Мое теперешнее лекарство — Вера. Она заставляет мое вялое сердце волноваться. Не до экстаза, а лишь до трепета, однако ж для Мигеля де Сандоваля это уже очень много.
Что сказать про нашу любовь? В романе бы написали: «Она была романтическая дама, он пылкий испанец, могло ль произойти иначе?». Но в Вере романтичности не более, чем во мне пылкости.
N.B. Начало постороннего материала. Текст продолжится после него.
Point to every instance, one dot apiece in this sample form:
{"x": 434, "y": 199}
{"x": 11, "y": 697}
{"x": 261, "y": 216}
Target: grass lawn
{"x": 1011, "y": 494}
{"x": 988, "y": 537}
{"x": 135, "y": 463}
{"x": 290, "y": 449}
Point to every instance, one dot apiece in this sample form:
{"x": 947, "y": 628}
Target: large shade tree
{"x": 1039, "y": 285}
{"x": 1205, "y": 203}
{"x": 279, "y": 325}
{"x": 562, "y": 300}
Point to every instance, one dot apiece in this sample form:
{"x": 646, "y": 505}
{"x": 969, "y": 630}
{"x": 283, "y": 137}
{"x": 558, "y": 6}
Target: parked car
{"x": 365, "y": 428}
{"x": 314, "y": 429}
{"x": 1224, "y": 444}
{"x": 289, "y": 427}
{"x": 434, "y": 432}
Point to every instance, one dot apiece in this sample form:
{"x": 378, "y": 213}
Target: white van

В циническую минуту я говорю себе, что ларчик Вериной любви ко мне открывается просто. Ее Командор — человек в высшей степени достойный и порядочный, а поскольку Вера сама существо в высшей степени достойное и порядочное, с таким мужем она несчастна, ибо две сходности не нуждаются друг в друге. Во мне Вера угадывает свою противоположность, это ее и притягивает.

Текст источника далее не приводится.